Our kennels are truly working wonders on this lad...


----------



## Guest (Apr 27, 2009)

bump bump!!! Hope he finds his forever home soon


----------



## Trevs_mum (Jan 5, 2009)

Oh how beautiful. Have you tried BullieSOS? Wish I could take him, but two is madness enough!

xxx


----------



## Rescue Remedies (Oct 27, 2008)

> Oh how beautiful. Have you tried BullieSOS?
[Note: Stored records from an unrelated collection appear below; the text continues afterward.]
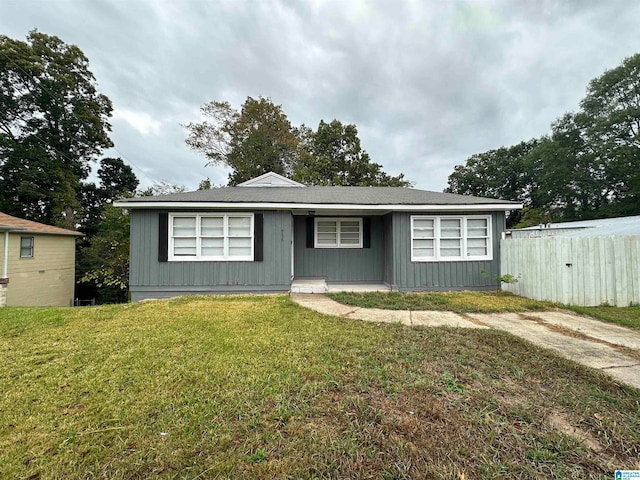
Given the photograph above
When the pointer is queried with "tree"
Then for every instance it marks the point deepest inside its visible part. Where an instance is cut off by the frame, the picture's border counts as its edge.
(610, 122)
(586, 168)
(105, 261)
(332, 155)
(53, 122)
(505, 173)
(255, 140)
(116, 180)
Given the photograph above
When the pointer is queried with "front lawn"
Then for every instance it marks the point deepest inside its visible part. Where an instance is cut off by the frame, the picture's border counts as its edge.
(258, 387)
(625, 316)
(480, 302)
(460, 302)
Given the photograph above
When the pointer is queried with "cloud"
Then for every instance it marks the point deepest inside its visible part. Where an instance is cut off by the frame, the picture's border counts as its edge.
(428, 83)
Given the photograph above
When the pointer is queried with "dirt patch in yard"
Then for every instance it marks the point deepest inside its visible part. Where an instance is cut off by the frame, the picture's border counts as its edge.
(561, 423)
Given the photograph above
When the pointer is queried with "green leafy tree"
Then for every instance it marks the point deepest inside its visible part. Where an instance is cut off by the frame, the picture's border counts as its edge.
(610, 122)
(588, 167)
(332, 155)
(255, 140)
(116, 180)
(506, 173)
(53, 122)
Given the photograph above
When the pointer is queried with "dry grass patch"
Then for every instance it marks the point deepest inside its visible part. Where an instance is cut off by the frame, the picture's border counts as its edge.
(624, 316)
(257, 387)
(460, 302)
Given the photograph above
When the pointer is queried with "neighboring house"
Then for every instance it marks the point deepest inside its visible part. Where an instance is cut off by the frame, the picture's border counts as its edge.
(589, 262)
(270, 232)
(37, 263)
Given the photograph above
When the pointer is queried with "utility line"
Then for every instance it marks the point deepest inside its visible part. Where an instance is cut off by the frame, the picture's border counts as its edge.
(45, 144)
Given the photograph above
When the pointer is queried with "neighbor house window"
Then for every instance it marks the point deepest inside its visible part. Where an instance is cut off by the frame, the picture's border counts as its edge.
(211, 237)
(338, 232)
(26, 247)
(450, 238)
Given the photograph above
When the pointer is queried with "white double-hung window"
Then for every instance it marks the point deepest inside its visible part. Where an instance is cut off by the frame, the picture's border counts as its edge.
(338, 232)
(436, 238)
(211, 236)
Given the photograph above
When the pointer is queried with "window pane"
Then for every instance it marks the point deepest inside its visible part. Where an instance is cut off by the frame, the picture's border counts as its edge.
(450, 228)
(184, 226)
(239, 226)
(423, 248)
(477, 223)
(350, 239)
(450, 247)
(212, 247)
(476, 247)
(239, 247)
(424, 233)
(184, 246)
(327, 238)
(476, 232)
(350, 232)
(26, 247)
(423, 223)
(324, 226)
(212, 226)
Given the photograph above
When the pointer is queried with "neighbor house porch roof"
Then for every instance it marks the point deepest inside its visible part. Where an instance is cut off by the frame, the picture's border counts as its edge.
(318, 198)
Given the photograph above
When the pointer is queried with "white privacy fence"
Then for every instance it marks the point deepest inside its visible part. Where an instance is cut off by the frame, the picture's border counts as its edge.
(585, 271)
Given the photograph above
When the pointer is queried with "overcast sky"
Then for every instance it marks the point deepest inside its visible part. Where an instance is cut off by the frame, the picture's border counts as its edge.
(427, 83)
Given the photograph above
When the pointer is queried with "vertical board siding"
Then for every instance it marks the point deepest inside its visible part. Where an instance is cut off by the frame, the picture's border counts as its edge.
(340, 264)
(147, 272)
(387, 239)
(575, 271)
(459, 275)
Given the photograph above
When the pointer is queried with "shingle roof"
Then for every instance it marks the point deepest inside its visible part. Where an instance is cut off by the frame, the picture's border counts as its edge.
(7, 222)
(322, 196)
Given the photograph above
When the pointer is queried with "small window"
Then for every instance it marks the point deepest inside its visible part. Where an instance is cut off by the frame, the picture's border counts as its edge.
(26, 247)
(338, 233)
(450, 238)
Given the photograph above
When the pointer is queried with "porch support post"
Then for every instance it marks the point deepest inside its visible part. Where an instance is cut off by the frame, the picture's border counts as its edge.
(4, 280)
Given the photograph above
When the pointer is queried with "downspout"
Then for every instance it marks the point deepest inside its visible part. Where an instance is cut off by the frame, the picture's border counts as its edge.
(4, 280)
(6, 254)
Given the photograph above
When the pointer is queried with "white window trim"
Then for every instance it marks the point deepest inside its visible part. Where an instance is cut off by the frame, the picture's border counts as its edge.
(31, 247)
(464, 219)
(200, 258)
(338, 220)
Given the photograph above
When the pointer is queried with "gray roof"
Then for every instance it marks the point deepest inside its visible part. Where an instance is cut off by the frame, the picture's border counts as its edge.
(322, 195)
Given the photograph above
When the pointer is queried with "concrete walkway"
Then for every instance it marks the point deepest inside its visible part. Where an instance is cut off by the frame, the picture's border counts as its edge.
(608, 347)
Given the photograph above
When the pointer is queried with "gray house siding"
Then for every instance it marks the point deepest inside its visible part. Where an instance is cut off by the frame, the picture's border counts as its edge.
(339, 264)
(387, 238)
(463, 275)
(150, 278)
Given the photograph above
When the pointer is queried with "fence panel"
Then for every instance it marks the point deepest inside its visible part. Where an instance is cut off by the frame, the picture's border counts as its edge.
(574, 270)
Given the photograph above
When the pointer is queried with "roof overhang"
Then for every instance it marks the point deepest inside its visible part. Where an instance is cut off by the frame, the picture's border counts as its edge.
(318, 206)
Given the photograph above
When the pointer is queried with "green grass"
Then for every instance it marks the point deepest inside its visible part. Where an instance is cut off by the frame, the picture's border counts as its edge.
(258, 387)
(460, 302)
(480, 302)
(625, 316)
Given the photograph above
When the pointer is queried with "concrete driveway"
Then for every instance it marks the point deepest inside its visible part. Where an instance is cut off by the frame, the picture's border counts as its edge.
(608, 347)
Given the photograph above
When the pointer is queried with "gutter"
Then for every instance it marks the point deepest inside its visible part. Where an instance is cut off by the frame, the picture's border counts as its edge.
(317, 206)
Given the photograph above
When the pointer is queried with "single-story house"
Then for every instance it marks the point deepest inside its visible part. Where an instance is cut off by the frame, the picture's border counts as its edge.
(37, 263)
(586, 262)
(270, 234)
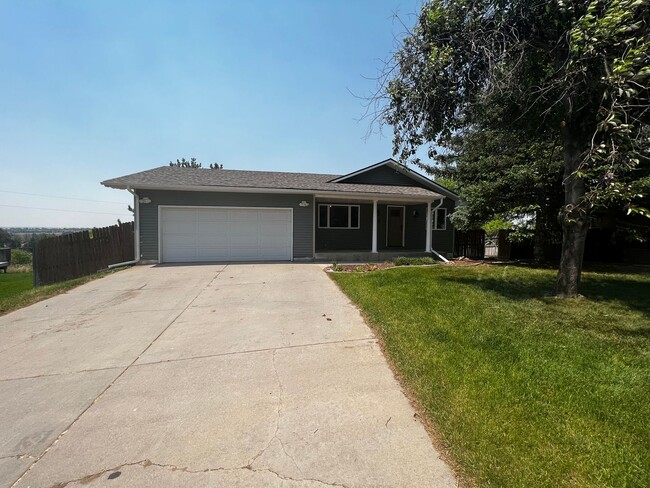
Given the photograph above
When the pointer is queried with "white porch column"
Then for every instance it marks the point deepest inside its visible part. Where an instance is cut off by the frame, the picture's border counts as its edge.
(374, 226)
(429, 228)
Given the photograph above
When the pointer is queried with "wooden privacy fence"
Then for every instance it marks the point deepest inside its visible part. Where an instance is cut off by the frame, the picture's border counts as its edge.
(470, 243)
(70, 256)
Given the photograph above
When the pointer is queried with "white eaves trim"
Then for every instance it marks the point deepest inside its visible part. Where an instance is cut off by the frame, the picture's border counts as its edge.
(325, 194)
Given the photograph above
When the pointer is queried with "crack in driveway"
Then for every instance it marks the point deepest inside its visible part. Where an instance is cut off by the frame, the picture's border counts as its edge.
(145, 463)
(37, 459)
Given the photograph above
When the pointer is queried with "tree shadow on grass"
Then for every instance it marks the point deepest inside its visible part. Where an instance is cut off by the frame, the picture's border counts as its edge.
(632, 293)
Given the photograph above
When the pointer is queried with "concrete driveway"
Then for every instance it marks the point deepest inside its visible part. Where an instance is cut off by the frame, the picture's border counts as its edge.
(206, 375)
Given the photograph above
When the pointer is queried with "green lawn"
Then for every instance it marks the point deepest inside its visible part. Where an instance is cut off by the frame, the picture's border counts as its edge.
(524, 389)
(17, 289)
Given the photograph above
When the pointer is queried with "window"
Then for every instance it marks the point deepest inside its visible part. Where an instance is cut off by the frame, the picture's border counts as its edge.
(338, 216)
(440, 219)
Thanks very much for the tip, will do


----------



## Guest (Apr 28, 2009)

Bump him up again! the fellow needs a forever home! and you never know - someone may see him


----------



## Rescue Remedies (Oct 27, 2008)

BulliesSOS have very kindly agreed to put him up on their site. So a big thank you to them and Trevs_mum for suggesting it


----------



## Guest (Apr 28, 2009)

Rescue Remedies said:


> BulliesSOS have very kindly agreed to put him up on their site. So a big thank you to them and Trevs_mum for suggesting it


and well done to yourself too Sharon for all your hard work
DT


----------



## Rescue Remedies (Oct 27, 2008)

Aw fanks!

His is up on their site already - they are fast workers!


----------



## Trevs_mum (Jan 5, 2009)

That is good news, lets hope he gets his foreverhome soon!
He is soo cute, if I didn't have my two 

Well done for caring for him xxx


----------



## Guest (Apr 29, 2009)

Great idea to suggest the specific rescue Trevs Mum
xxx

why didn't I fink of that!


----------



## Rescue Remedies (Oct 27, 2008)

Unfortunately the infection caused by Sam's ingrowing dew claw has flared up again and he is on a serious course of antibiotics. He will not be ready for homing until he is back to good health. He is still in kennels and any possibility of a foster home at this time would be fantastic. I will leave his thread open in the meantime in the hope that someone might come forward to foster him.


----------



## Guest (May 9, 2009)

This guy had any look yet? I was really rooting for him!
DT


----------



## Trevs_mum (Jan 5, 2009)

Any joy yet?

I'm sure Lisa at BullieSOS would be able to help find him a foster home. 

xxx


----------



## Rescue Remedies (Oct 27, 2008)

Not yet, fingers crossed


----------



## Rescue Remedies (Oct 27, 2008)

He is definitely looking better ...

Fancy a walk?

Are you ready?


Come keep up! I'm on my way!


----------



## Birdie Wife (Mar 30, 2009)

Awww what a honey! I would love to get a bullie but I don't think they'd enjoy the cold up here (regularly -10degC in the winter )  hope he finds a good home soon :thumbsup:


----------



## Trevs_mum (Jan 5, 2009)

Birdie Wife said:


> Awww what a honey! I would love to get a bullie but I don't think they'd enjoy the cold up here (regularly -10degC in the winter )  hope he finds a good home soon :thumbsup:


Get him a jumper, lol!

He is looking fab, looks just like my boy in these pics!
Everything crossed for him xxx


----------



## Rescue Remedies (Oct 27, 2008)

Sam jumped in the car with various nec. possessions mainly pills and potions..and directed me to 'our destination!' 

Jane greeted Sam like a long lost friend and after Sam had explored the house and garden...he began to relate to Jane and then I saw this shift inside him..like a light coming on..I think I love you. He was soon showing his 'puppy' play character, relating to Jane and offering her his ball for fetch and responding to her direction. There he was smiling, belly offered, and smiling..oh did I already say smiling I meant REALLY SMILING mouth, eyes and ears! 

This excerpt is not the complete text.